Un employeur qui a bien vérifié la situation auprès de la préfecture ne peut pas être condamné si un faux titre de séjour lui a été présenté. En revanche, toute embauche dans des conditions non conformes à l’autorisation de travail reste sanctionnée : 1 an d’emprisonnement et 1 500 € d’amende.
En pratique, il faut contrôler la validité du titre de séjour, la cohérence du séjour avec l’emploi proposé, et les démarches liées à l’OFII quand elles s’appliquent.
L’embauche d’un salarié étranger dépend d’abord de sa nationalité. Pour un ressortissant de l’UE, de l’EEE ou de la Suisse, l’employeur peut procéder au recrutement sur simple présentation d’une pièce d’identité valide : aucune autorisation de travail, aucune démarche en préfecture.
Pour un salarié étranger en France ressortissant hors UE, la règle est claire : vous devez vérifier qu’il possède un titre de séjour l’autorisant à exercer un emploi en France. Si ce titre de séjour n’existe pas ou ne couvre pas l’activité visée, il faut demander une autorisation de travail avant toute prise de poste. Cette autorisation s’obtient via une demande en ligne, instruite par la DREETS selon le cas.
Dans tous les cas d’embauche d’un salarié étranger, les formalités d’embauche s’imposent dans tous les cas : déclaration préalable à l’embauche, inscription au registre du personnel et contrat de travail rédigé en français.
Quand le travailleur étranger réside hors de France, l’employeur doit passer par une procédure d’introduction. Concrètement, il faut publier une offre d’emploi sur France Travail pendant 3 semaines, sauf si le poste relève des métiers en tension.
Ensuite, vous déposez le dossier complet pour demander une autorisation de travail. L’administration examine alors la demande, notamment au regard du contrat de travail proposé et de la réalité du besoin de recrutement. La DREETS instruit le dossier, puis la décision favorable permet au candidat d’engager ses démarches de visa et, selon sa situation, de régularisation auprès de la préfecture.
Ce type de procédure d’embauche demande de l’anticipation. Pour l’embauche d’un salarié étranger venant de l’étranger, un délai pouvant aller jusqu’à deux mois reste fréquent.

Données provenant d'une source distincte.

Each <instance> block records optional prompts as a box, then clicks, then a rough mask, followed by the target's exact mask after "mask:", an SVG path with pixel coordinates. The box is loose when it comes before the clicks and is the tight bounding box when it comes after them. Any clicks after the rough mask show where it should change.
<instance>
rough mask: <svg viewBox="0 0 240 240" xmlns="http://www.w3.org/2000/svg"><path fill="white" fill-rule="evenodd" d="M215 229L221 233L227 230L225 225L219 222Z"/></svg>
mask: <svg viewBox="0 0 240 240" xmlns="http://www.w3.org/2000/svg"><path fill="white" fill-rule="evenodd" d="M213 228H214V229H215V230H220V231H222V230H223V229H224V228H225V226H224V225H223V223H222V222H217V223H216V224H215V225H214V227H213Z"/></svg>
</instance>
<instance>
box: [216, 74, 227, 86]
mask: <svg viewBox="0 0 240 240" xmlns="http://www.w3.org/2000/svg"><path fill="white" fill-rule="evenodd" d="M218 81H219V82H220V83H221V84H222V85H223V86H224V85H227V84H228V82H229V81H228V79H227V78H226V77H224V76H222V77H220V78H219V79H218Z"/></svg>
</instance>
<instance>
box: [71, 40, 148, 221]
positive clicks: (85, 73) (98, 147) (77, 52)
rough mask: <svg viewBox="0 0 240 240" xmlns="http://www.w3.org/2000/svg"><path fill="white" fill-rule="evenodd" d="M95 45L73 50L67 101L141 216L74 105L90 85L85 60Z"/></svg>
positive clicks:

Non. On ne peut pas demander une autorisation de travail pour un salarié qui n’a pas de titre de séjour valide, sauf s’il entre en France dans un cadre officiel déjà ouvert par l’administration.
Pour embaucher un salarié étranger, le principe reste le même : le candidat doit disposer d’un titre de séjour l’autorisant à travailler, ou relever d’une procédure préalable permettant son entrée régulière. À défaut, embaucher un salarié étranger expose l’employeur à des sanctions pénales et financières importantes.
Il existe toutefois une situation particulière : dans certains métiers en tension, un salarié peut solliciter une régularisation exceptionnelle jusqu’au 31 décembre 2026. Cela ne dispense pas de respecter les règles applicables au recrutement d’un salarié étranger ni l’ensemble des vérifications liées au titre de séjour.